Bahkan kali ini wanita yang pertama kali menjabat Kapolres di Bumi Serasan Sekate itu, berhasil mengungkap dan menangkap pelaku home industri minuman keras (miras) oplosan jenis Vodka dan mansion disebuah bangunan bekas rumah makan dipinggir Jalan lintas tengah (Jalinteng) sekayu-Lubuk Linggau tepatnya didusun III desa Terusan, Kecamatan Sanga Desa, Kabupaten Muba, Senin (16/4/2018) pukul 21.00 Wib.

Sementara dalam penggerbakan yang dipimpin lansung oleh Kapolres Muba AKBP Andes Purwanti SE,MM tersebut, polisi berhasil mengamankan delapan orang tersangka yang mempunyai peran masing-masing. Yakni AN (63) warga desa Air Balui berperan sebagai pengurus, RP (20), HN (24), TM (22), RA (20) asal Provinsi Bengkulu dan PM (22),  BS (19) warga Palembang dan DS (23) berperan sebagai pengemas minuman.

Disertai barang bukti berupa 1 buah Tedmon ukuran 500 liter minuman,  12 drum berisi alkohol, 1 unit mobil daihatsu luxsio warna hitam Nopol BG 1811 US yang berisi kardus kemasan, 1 mesin pres tutup botol, 2 alat pres tutup botol, label merk mansion dan vodka 5 kardus. Tutup botol miras merk mansion 28 kardus yang dalam 1 kardus berisi 1440 dengan jumlah keseluruan 40,320 tutup botol, 141 karung botol minuman kosong, 18 keranjang  botol kosong, 2 botol perisa, 7 drum kosong dan 3 lakban.

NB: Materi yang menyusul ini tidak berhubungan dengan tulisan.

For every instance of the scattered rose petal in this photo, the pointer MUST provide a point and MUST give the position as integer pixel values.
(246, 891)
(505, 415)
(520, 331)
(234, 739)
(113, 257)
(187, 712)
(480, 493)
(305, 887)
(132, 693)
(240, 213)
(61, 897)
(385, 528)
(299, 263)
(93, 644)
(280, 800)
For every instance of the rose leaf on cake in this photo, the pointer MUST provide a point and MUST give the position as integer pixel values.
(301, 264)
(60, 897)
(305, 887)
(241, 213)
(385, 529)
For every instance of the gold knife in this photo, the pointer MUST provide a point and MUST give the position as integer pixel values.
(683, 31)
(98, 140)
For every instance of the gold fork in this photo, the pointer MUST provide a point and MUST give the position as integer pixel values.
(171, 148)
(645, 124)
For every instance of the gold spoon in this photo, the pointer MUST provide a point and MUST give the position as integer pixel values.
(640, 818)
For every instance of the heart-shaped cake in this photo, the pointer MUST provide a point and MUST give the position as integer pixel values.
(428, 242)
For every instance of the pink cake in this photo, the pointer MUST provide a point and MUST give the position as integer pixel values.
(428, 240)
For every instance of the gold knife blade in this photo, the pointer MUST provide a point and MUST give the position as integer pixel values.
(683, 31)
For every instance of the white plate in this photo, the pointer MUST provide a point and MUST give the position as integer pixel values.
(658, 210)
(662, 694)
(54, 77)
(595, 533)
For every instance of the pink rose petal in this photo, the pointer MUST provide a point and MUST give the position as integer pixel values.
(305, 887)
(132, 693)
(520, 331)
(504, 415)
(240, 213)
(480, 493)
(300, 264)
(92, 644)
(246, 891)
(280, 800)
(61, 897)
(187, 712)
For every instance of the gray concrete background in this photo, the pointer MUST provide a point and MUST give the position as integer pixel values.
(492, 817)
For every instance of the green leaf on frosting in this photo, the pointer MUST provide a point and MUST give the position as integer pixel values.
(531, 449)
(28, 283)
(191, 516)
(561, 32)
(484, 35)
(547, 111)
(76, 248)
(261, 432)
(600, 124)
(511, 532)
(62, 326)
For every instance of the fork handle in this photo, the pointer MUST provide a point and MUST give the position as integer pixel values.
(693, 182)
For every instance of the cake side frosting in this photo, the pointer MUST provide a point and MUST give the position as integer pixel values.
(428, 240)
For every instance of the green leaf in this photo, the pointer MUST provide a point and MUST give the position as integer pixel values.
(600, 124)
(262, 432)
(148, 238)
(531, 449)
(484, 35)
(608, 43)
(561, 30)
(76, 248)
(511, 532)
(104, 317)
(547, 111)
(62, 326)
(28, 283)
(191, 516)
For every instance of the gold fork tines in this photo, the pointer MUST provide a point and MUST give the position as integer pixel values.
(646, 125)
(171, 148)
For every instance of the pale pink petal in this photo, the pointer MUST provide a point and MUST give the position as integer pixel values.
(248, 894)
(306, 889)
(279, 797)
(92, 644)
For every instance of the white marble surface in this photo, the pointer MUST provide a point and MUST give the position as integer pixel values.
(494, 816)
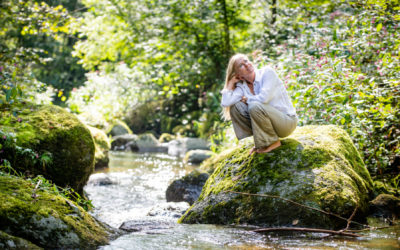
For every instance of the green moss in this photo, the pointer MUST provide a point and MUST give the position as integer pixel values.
(49, 128)
(45, 219)
(9, 242)
(316, 166)
(102, 146)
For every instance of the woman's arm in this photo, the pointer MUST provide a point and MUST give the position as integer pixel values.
(270, 83)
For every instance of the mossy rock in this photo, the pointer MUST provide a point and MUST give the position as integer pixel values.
(49, 128)
(46, 219)
(317, 166)
(11, 242)
(102, 146)
(166, 137)
(187, 188)
(118, 128)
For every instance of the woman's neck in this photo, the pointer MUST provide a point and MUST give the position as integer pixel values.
(251, 78)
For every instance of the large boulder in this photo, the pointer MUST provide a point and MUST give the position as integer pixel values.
(317, 166)
(49, 131)
(46, 219)
(187, 188)
(386, 205)
(102, 146)
(180, 146)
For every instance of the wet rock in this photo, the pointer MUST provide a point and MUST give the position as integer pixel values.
(102, 146)
(197, 156)
(165, 137)
(137, 143)
(188, 188)
(66, 141)
(124, 142)
(386, 205)
(170, 209)
(145, 225)
(100, 179)
(180, 146)
(317, 166)
(119, 128)
(11, 242)
(46, 219)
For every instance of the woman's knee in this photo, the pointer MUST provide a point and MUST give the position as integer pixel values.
(255, 107)
(239, 108)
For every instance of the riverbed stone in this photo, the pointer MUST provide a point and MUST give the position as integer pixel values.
(47, 219)
(169, 209)
(166, 137)
(11, 242)
(317, 166)
(100, 179)
(187, 188)
(179, 147)
(50, 130)
(387, 206)
(197, 156)
(118, 127)
(145, 225)
(102, 146)
(137, 143)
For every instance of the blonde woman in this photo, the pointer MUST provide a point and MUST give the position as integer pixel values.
(257, 103)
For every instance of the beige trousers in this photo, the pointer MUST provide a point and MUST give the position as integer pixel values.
(263, 121)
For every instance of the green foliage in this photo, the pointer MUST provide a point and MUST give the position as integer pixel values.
(13, 155)
(67, 192)
(343, 68)
(46, 185)
(33, 47)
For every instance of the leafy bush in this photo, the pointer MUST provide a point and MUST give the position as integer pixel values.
(343, 68)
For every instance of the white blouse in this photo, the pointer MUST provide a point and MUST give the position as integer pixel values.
(268, 88)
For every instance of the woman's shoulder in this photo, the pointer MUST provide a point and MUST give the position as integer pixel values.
(268, 69)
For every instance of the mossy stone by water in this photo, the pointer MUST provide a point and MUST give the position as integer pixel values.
(49, 128)
(102, 146)
(317, 166)
(45, 219)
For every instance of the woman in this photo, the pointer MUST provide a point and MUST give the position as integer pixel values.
(257, 103)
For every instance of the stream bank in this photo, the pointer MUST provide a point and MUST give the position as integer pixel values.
(139, 185)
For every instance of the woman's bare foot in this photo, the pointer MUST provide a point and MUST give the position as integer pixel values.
(270, 147)
(253, 150)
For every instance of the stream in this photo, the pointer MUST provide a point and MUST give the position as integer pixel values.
(139, 185)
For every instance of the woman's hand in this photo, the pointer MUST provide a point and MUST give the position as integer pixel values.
(232, 83)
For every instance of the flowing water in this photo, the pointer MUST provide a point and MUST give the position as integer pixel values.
(139, 185)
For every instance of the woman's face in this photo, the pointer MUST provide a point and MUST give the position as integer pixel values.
(244, 69)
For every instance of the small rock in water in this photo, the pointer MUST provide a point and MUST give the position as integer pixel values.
(170, 209)
(145, 225)
(100, 179)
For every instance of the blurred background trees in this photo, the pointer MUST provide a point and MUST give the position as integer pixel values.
(159, 65)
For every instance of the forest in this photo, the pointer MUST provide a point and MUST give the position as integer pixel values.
(159, 67)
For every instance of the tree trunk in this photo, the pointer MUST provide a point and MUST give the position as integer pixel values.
(226, 28)
(273, 11)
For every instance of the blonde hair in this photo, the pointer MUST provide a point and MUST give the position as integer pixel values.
(230, 73)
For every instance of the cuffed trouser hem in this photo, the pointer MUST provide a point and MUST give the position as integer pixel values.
(263, 121)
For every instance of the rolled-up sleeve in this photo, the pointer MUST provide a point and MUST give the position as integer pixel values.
(270, 83)
(230, 97)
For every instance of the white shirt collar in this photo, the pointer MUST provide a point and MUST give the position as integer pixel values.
(258, 75)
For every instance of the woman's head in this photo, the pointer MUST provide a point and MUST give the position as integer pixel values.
(240, 66)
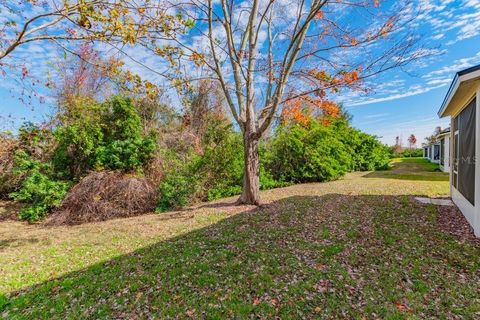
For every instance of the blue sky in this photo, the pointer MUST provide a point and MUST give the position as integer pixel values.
(402, 101)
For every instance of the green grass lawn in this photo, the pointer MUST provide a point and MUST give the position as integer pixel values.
(354, 248)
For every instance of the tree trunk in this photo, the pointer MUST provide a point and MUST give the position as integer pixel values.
(251, 177)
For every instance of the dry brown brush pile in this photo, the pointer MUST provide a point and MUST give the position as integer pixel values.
(105, 195)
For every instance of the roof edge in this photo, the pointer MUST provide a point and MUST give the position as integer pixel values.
(454, 86)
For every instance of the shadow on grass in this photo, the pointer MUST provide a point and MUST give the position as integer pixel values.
(333, 256)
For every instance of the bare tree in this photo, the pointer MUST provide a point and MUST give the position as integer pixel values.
(266, 53)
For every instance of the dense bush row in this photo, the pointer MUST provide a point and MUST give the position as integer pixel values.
(196, 155)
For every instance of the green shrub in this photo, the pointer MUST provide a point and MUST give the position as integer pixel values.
(308, 153)
(103, 136)
(367, 152)
(38, 191)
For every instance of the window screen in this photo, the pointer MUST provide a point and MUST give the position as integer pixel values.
(442, 152)
(436, 152)
(466, 152)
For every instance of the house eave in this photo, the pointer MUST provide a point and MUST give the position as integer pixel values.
(462, 80)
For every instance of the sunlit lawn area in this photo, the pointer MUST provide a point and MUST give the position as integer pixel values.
(353, 248)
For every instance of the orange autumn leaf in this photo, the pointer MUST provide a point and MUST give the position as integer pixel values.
(319, 15)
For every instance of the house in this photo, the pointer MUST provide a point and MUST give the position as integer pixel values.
(443, 140)
(462, 104)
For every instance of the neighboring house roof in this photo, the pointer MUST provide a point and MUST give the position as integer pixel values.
(460, 91)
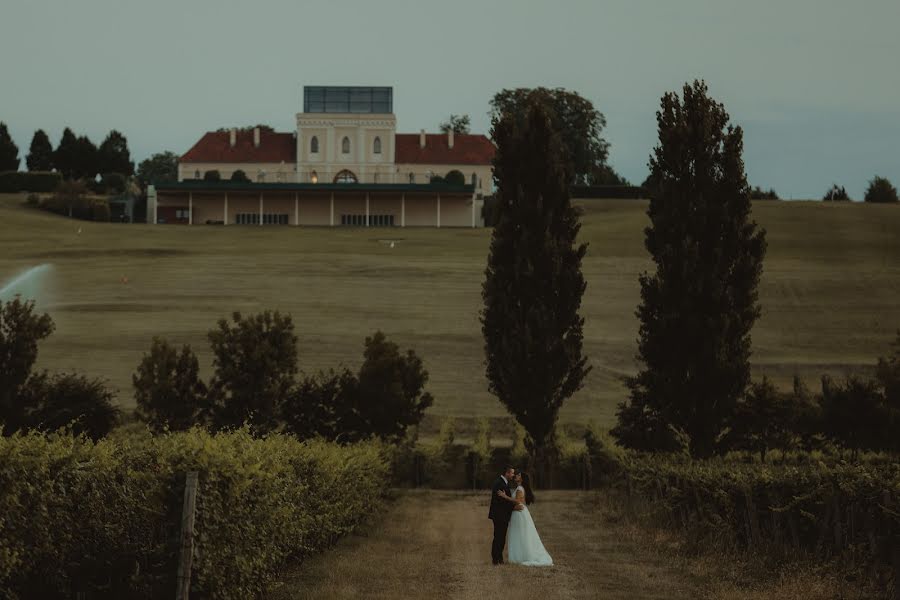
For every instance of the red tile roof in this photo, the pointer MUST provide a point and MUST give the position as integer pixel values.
(468, 149)
(215, 147)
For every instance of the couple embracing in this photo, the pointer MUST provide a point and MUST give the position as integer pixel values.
(510, 496)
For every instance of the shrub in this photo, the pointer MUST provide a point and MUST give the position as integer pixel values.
(103, 519)
(880, 190)
(12, 182)
(167, 388)
(72, 401)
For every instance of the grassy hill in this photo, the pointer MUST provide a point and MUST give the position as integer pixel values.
(830, 293)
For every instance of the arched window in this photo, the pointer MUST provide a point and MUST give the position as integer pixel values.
(345, 176)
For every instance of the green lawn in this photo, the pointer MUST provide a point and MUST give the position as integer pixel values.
(830, 293)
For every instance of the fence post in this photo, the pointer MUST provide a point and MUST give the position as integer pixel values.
(187, 537)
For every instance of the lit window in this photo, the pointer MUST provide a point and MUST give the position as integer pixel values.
(345, 176)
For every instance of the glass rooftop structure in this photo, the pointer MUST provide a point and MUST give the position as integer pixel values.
(348, 99)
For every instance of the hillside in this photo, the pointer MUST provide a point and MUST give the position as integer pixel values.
(830, 293)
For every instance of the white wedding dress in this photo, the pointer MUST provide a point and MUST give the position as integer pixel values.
(525, 546)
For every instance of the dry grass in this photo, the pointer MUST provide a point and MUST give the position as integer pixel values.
(829, 293)
(437, 545)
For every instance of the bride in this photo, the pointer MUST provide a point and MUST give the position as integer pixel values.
(525, 547)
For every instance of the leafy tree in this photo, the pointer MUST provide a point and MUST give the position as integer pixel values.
(162, 167)
(20, 331)
(456, 124)
(836, 194)
(533, 281)
(698, 308)
(40, 154)
(239, 176)
(65, 155)
(71, 400)
(255, 362)
(605, 175)
(326, 405)
(167, 387)
(577, 122)
(455, 177)
(113, 155)
(757, 193)
(880, 190)
(9, 152)
(391, 389)
(853, 413)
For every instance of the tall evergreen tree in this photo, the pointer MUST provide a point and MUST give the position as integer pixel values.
(533, 282)
(113, 155)
(698, 308)
(65, 155)
(40, 154)
(9, 152)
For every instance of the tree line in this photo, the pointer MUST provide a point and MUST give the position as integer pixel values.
(255, 382)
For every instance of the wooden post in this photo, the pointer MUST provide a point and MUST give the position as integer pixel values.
(187, 537)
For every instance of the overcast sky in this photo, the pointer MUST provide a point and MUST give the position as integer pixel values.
(814, 83)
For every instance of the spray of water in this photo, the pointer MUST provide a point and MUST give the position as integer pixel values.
(30, 284)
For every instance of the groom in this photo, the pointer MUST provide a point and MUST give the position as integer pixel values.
(500, 513)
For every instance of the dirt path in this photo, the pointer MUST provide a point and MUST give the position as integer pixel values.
(433, 544)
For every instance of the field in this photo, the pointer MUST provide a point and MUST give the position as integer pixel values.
(829, 292)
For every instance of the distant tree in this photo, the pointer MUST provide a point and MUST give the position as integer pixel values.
(40, 154)
(757, 193)
(533, 284)
(391, 389)
(698, 308)
(71, 400)
(836, 194)
(455, 177)
(853, 414)
(87, 164)
(456, 124)
(9, 152)
(65, 155)
(605, 175)
(577, 122)
(20, 332)
(113, 155)
(167, 387)
(239, 176)
(880, 190)
(255, 362)
(162, 167)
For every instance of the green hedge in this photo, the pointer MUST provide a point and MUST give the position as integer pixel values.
(103, 519)
(843, 510)
(12, 182)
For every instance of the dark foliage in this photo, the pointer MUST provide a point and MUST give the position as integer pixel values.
(533, 284)
(698, 308)
(255, 362)
(40, 154)
(881, 190)
(578, 124)
(167, 388)
(20, 332)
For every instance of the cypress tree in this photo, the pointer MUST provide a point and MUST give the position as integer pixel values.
(40, 154)
(698, 308)
(533, 282)
(9, 152)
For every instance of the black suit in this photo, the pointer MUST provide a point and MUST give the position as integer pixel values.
(500, 512)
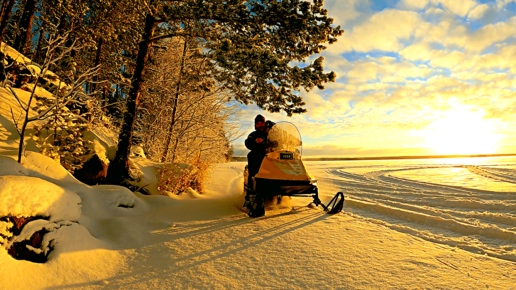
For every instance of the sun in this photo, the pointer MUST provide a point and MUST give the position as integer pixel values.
(462, 133)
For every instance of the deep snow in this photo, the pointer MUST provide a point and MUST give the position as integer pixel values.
(205, 242)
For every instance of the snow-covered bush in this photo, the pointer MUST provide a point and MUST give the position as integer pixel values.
(62, 136)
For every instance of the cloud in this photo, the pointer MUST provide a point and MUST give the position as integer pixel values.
(491, 34)
(383, 31)
(412, 4)
(460, 8)
(478, 12)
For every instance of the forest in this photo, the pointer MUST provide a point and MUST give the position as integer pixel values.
(162, 79)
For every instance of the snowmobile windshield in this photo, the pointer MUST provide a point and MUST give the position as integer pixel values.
(284, 136)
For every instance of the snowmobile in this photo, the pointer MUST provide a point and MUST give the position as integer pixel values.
(282, 173)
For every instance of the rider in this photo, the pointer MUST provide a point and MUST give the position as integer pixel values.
(256, 143)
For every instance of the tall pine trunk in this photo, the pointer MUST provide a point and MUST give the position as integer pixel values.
(119, 168)
(174, 109)
(25, 27)
(7, 8)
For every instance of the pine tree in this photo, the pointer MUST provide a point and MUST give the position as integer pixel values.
(252, 43)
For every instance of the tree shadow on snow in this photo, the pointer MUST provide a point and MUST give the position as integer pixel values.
(157, 261)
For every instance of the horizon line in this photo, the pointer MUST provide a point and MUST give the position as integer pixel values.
(244, 158)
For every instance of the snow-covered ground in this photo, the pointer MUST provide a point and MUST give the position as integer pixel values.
(402, 229)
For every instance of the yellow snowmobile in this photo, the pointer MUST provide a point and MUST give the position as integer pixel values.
(282, 173)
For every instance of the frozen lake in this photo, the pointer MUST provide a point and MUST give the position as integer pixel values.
(469, 203)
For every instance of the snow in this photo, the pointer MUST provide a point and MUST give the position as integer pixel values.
(24, 196)
(127, 240)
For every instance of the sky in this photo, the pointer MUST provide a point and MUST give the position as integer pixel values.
(414, 77)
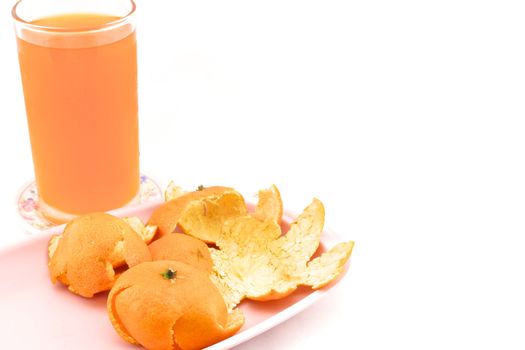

Selain itu, polisi juga berhasil menggagalkan satu unit mobil truck jenis Mitshubisi warna kuning BG 8533 AI yang berisi 4080 botol miras jenis wisky mansion yang akan dikirim ke daerah Baturaja hasil home industry tersebut.

“Pelaku membuat miras dengan cara mencampur air sumur, perisa, pewarna tekstil pakaian, dan alkohol. Kemudian alkohol yang mereka campur dimasukan kedalam tedmon berukuran 500 liter dan kadarluasa pada  botol dibuat seolah-olah asli. Sementara untuk bahan baku seperti alkohol didapat dari Jakarta sedangkan botol mereka dapat dari tempat penampungan barang bekas daerah Talang Buruk Palembang.” Demikian dikatakan Kapolres Muba AKBP Andes Purwanti SE,MM saat menggelar koferensi persnya Kemarin.

Menurut Kapolres dalam sehari home industri tersebut memproduksi 20 dus miras dengan isi 48 botol. “ Untuk wilaya Sumsel ini sudah tiga kali pengiriman sebanyak 1200 botol, ini akan dilakukan pengembangan. Sedangkan pelaku akan dijerat dengan pasal 136 hurup B dan atau pasal 142 UU RI No 18 tahun 2012 tentang pangan dan atau pasal 204  ayat 1 KUHP tentang minuman keras dengan ancaman hukuman 15-18 tahun penjara. “Ujarnya.

Kapolres juga menghimbau kepada segenap masyarakat khususnya di Kabupaten Muba agar menjauhi dan tidak mengkonsumsi miras. Karena menurut dia sudah banyak yang jadi korban gara-gara minuman oplosan.”Jelas dia.

Sementara Alamsyah Latif selaku toko masyarakat Muba memberikan apresiasi dan acungan jempol atas keberhasilan Kapolres Muba dalam mengungkap dan menangkap pelaku home industri minuman keras (miras) oplosan.

“Ini kinerja yang bagus, selain menjalankan tugasnya dalam menegakkan kebenaran. Hal ini juga merupakan amal ibadah bagi Kapolres Muba. Sebab melihat dari banyaknya miras oplosan yang diproduksi pelaku, bisa saja membunuh ratusan umat manusia.

Selaku warga muba saya beri apresiasi dan acungan jempol atas keberhasilan Kapolres Muba menangkap para pelaku home industri termasuk tindak criminal lainnya.”Kata Alamsyah. (Rafik Elyas).